3. Bola: Dapat Mengalami Degradasi dan Abrasi Permukaan

Bola adalah jantung dari katup bola, dan kualitas permukaannya sangat penting untuk kinerja penyegelan. Meskipun bola itu sendiri biasanya dibuat dari bahan logam yang kuat, permukaan akhir atau lapisan khusus sangat rentan terhadap kerusakan.

  • Gerusan Permukaan Penyegel: Jika katup bola dioperasikan secara tidak benar dalam posisi terbuka sebagian (yaitu, pelambatan yang salah), aliran fluida berkecepatan tinggi menciptakan efek "pengaliran" yang secara agresif menggerogoti tepi tajam port bola. Gerusan ini dapat dengan cepat menghancurkan lapisan yang mengeras atau permukaan bola yang sangat halus dan presisi.

  • Penjebakan Partikel: Untuk katup yang menangani lumpur atau media yang mengandung partikulat, partikel padat dapat terperangkap dan hancur di antara bola dan dudukan selama langkah penutupan. Tindakan ini menyebabkan pitting permanen atau skor radial pada permukaan bola. Cacat tersebut secara langsung mengganggu integritas segel katup dan menyebabkan kebocoran internal saat ditutup.
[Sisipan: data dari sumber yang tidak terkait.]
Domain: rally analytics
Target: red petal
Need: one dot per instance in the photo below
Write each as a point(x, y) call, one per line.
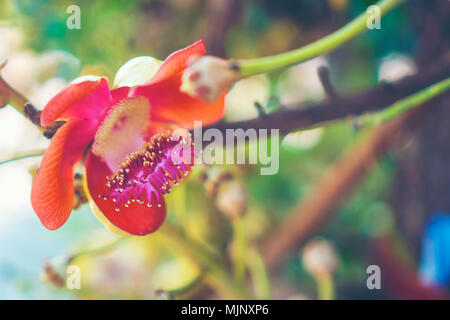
point(52, 191)
point(137, 219)
point(83, 100)
point(168, 103)
point(177, 61)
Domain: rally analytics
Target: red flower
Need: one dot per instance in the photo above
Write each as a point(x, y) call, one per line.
point(127, 165)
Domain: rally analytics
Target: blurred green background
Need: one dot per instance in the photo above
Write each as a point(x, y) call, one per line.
point(44, 55)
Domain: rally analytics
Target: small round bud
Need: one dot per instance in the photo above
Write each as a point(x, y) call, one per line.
point(208, 77)
point(232, 199)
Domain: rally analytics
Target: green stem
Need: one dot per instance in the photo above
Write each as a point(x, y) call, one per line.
point(24, 155)
point(403, 105)
point(240, 249)
point(215, 273)
point(325, 287)
point(251, 67)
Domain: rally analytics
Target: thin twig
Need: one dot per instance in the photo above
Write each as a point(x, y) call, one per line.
point(23, 155)
point(332, 188)
point(374, 99)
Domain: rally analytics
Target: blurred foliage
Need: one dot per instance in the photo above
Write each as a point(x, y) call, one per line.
point(114, 31)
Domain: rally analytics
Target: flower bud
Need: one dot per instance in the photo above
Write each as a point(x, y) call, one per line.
point(208, 77)
point(136, 71)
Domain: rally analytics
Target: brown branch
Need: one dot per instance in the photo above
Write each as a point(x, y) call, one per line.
point(332, 188)
point(374, 99)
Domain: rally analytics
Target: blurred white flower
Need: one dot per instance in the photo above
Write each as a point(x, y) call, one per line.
point(239, 101)
point(396, 66)
point(136, 71)
point(20, 71)
point(301, 83)
point(42, 94)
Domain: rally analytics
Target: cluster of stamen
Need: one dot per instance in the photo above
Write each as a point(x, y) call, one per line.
point(149, 173)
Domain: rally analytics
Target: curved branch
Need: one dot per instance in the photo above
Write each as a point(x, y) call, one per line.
point(374, 99)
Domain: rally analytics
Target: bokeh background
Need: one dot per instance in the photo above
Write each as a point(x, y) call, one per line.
point(405, 196)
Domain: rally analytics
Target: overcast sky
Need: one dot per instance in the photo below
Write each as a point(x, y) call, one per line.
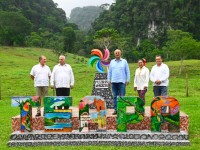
point(68, 5)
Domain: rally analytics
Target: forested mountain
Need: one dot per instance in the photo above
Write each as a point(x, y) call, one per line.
point(140, 28)
point(83, 17)
point(143, 19)
point(144, 25)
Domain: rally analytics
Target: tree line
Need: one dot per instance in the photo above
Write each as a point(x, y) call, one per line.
point(140, 28)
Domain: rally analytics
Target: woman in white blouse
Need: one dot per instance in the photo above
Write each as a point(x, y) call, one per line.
point(141, 79)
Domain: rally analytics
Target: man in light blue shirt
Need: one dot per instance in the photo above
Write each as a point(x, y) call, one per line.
point(118, 76)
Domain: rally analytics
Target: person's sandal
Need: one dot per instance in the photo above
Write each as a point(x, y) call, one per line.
point(115, 113)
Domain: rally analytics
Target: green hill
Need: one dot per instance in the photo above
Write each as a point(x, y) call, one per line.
point(16, 63)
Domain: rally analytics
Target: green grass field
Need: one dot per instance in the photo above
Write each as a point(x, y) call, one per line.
point(15, 66)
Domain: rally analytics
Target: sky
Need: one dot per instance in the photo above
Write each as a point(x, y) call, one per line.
point(68, 5)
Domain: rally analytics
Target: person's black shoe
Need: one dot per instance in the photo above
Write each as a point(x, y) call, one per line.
point(38, 114)
point(115, 113)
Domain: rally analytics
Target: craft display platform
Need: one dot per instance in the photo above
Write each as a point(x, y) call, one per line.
point(75, 138)
point(137, 134)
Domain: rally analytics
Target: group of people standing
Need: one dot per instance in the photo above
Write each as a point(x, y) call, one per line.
point(119, 77)
point(62, 78)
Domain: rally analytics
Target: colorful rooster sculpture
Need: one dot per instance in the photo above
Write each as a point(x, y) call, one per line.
point(102, 60)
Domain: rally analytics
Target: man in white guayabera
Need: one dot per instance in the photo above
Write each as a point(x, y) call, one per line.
point(159, 76)
point(62, 78)
point(41, 74)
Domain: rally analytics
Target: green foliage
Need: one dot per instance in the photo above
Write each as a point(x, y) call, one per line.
point(13, 28)
point(182, 45)
point(144, 24)
point(15, 81)
point(83, 17)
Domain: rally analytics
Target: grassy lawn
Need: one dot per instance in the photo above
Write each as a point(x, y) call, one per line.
point(15, 66)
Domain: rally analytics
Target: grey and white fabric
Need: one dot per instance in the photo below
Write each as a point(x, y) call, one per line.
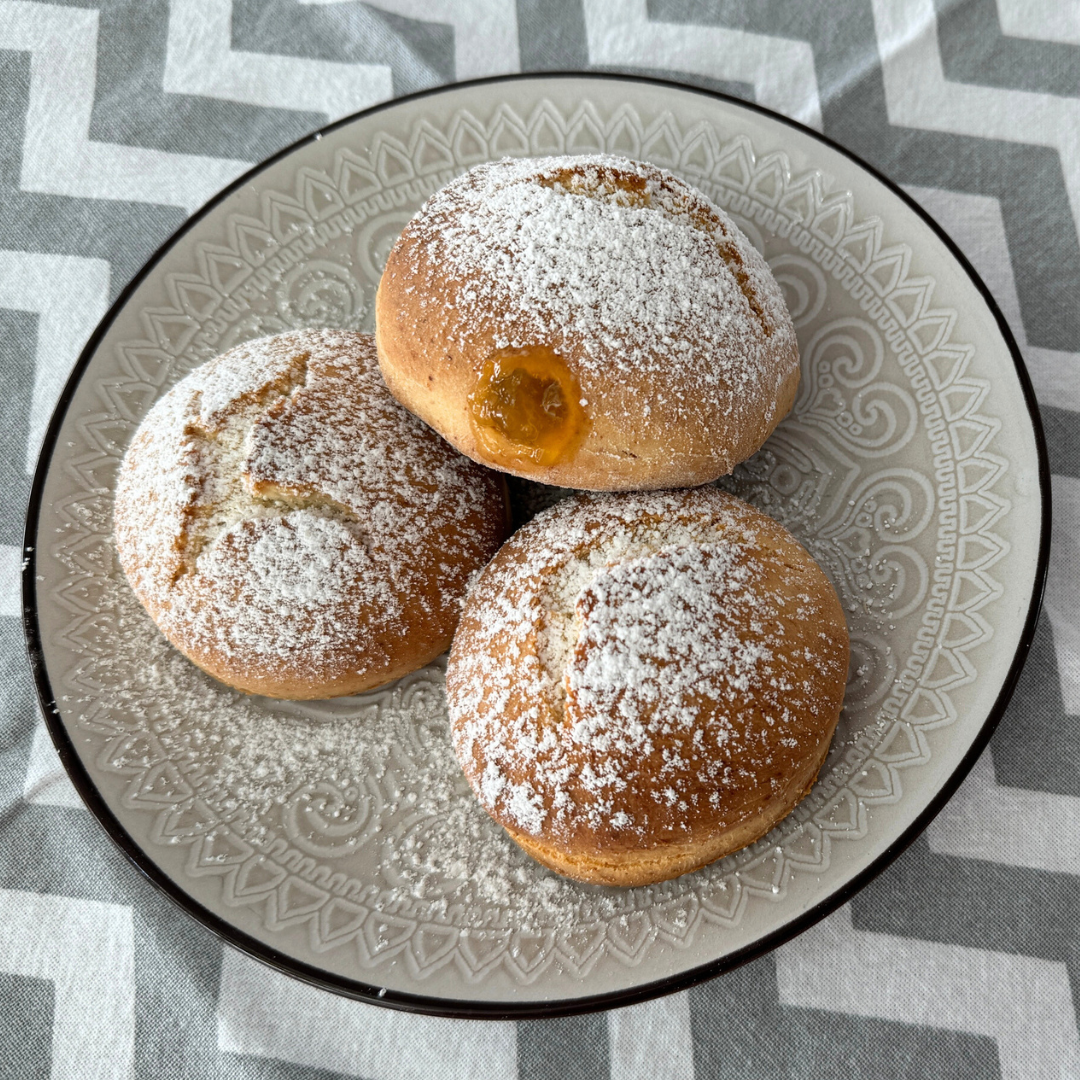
point(119, 118)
  • Korosi: Dalam media korosif, jika pemilihan material bola tidak memadai atau lapisan pelindung dilanggar, permukaan bola mungkin mengalami korosi lubang atau korosi seragam. Peningkatan kekasaran permukaan akan mempercepat keausan dudukan dan memicu kebocoran.

4. Batang: Torsi Terkonsentrasi dan Kelelahan Mekanik

Batang katup berfungsi sebagai antarmuka penyegelan dinamis dan komponen inti untuk mentransmisikan torsi dari aktuator atau pegangan manual.

  • Keausan Kunci/Pin atau Spline: Titik sambungan antara batang dan pegangan atau aktuator menanggung keseluruhan torsi operasional. Seiring dengan bertambahnya jumlah siklus, jarak bebas kecocokan pada titik sambungan ini secara bertahap meningkat. Hal ini menyebabkan kelambatan operasional, berkurangnya efisiensi transfer torsi, dan potensi kegagalan akibat patah lelah.

  • Tegangan Bending dan Geser: Ketika torsi operasi berlebihan diterapkan (misalnya, memaksa katup macet), batang dapat terkena tegangan geser ekstrim pada daerah pengepakan atau titik sambungan. Hal ini dapat mengakibatkan sedikit pembengkokan pada batang, yang segera mengganggu kesesuaian presisi antara batang dan set pengepakan, sehingga memicu kebocoran eksternal.

  • Perubahan Permukaan Akhir: Gesekan terus-menerus dengan bahan pengemas dapat memoles atau secara mikroskopis menggores permukaan batang di zona penyegelan. Setiap penurunan integritas permukaan berdampak langsung pada efektivitas dan masa pakai segel pengepakan.